Data 624 - Predictive Analytics
Chapter 8
library(mlbench)
set.seed(200)
simulated <- mlbench.friedman1(200, sd = 1)
simulated <- cbind(simulated$x, simulated$y)
simulated <- as.data.frame(simulated)
colnames(simulated)[ncol(simulated)] <- "y"
library(randomForest)
## randomForest 4.6-14
## Type rfNews() to see new features/changes/bug fixes.
library(caret)
## Loading required package: lattice
## Loading required package: ggplot2
##
## Attaching package: 'ggplot2'
## The following object is masked from 'package:randomForest':
##
## margin
model1 <- randomForest(y ~ .,
data = simulated,
importance = TRUE,
ntree = 1000)
rfImp1 <- varImp(model1, scale = FALSE)
rfImp1
## Overall
## V1 8.83890885
## V2 6.49023056
## V3 0.67583163
## V4 7.58822553
## V5 2.27426009
## V6 0.17436781
## V7 0.15136583
## V8 -0.03078937
## V9 -0.02989832
## V10 -0.08529218
No it did not.
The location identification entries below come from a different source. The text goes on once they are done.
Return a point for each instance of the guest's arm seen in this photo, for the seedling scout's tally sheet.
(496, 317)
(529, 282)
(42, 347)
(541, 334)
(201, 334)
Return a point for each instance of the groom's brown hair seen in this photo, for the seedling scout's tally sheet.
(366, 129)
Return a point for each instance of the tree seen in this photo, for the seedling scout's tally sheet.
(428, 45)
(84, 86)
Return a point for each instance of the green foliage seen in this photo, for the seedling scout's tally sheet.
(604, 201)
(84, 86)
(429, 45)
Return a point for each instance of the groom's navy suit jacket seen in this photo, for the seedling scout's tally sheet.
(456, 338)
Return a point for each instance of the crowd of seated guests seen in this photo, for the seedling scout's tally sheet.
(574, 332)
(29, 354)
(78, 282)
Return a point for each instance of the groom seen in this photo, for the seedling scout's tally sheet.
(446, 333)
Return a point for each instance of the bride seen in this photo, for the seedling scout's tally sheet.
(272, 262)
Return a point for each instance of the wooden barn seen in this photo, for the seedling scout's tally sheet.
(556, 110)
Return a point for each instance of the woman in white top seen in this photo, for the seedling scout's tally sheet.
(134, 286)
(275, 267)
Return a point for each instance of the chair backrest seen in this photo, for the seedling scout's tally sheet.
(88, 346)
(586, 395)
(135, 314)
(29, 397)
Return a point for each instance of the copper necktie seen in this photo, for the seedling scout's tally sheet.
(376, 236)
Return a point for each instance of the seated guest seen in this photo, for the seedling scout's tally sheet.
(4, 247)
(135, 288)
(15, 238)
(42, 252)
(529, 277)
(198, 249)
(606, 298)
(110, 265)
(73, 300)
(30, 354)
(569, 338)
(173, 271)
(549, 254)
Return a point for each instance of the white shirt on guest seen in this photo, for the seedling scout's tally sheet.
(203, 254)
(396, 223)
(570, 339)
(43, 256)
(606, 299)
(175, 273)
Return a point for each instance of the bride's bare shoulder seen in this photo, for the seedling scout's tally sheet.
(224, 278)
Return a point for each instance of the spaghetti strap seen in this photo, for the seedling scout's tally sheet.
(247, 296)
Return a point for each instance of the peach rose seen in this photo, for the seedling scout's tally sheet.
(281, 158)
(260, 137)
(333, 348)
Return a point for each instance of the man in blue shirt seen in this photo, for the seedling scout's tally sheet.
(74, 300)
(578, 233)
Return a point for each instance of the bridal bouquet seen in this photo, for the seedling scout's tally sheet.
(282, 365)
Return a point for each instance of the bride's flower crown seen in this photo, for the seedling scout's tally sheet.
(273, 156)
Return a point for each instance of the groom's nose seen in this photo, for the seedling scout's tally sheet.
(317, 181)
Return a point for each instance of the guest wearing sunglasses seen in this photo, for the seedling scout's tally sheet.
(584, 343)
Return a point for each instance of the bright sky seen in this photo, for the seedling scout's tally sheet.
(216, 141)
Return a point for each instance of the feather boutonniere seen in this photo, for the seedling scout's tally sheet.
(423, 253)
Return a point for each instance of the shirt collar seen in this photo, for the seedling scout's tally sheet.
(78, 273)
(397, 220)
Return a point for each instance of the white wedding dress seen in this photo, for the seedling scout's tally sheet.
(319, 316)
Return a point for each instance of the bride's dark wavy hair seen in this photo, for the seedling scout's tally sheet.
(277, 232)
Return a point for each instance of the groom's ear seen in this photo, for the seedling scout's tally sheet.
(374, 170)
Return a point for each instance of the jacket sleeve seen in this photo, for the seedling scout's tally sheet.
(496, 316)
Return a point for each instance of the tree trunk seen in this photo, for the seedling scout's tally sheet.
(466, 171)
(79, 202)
The predictors V6 ~ V10 have a very small importance, compared to other predictors such as V1, V2, V4, and V5.
library(party)
## Loading required package: grid
## Loading required package: mvtnorm
## Loading required package: modeltools
## Loading required package: stats4
## Loading required package: strucchange
## Loading required package: zoo
##
## Attaching package: 'zoo'
## The following objects are masked from 'package:base':
##
## as.Date, as.Date.numeric
## Loading required package: sandwich
library(dplyr)
##
## Attaching package: 'dplyr'
## The following object is masked from 'package:randomForest':
##
## combine
## The following objects are masked from 'package:stats':
##
## filter, lag
## The following objects are masked from 'package:base':
##
## intersect, setdiff, setequal, union
cforestModel <- cforest(y ~ ., data=simulated)
varimp(cforestModel) %>% sort(decreasing = T)
## V4 V1 V2 duplicate1 V5 V3
## 7.485796796 6.571632689 6.110131511 2.722380892 1.889117623 0.010450332
## V9 V7 V10 V6 V8
## 0.008976088 0.007081381 0.005356254 -0.006751589 -0.036022685
varimp(cforestModel, conditional=T) %>% sort(decreasing = T)
## V4 V2 V1 V5 duplicate1 V6
## 6.109465803 4.807391436 3.077532075 1.253301514 0.910467826 0.012782225
## V9 V3 V10 V7 V8
## 0.009321716 0.009202518 0.003628121 0.002904234 0.002410231
The new importance calculated (with conditional set to TRUE) is slightly different than the traditional measurement. The uninformative predictors (V6 ~ V10) are still rated low importances. The importance of other predictors are reduced, with V1 and its highly correlated duplicated1 being reduced the most. Both measurement rated V4 as the top most important predictor, followed by V2.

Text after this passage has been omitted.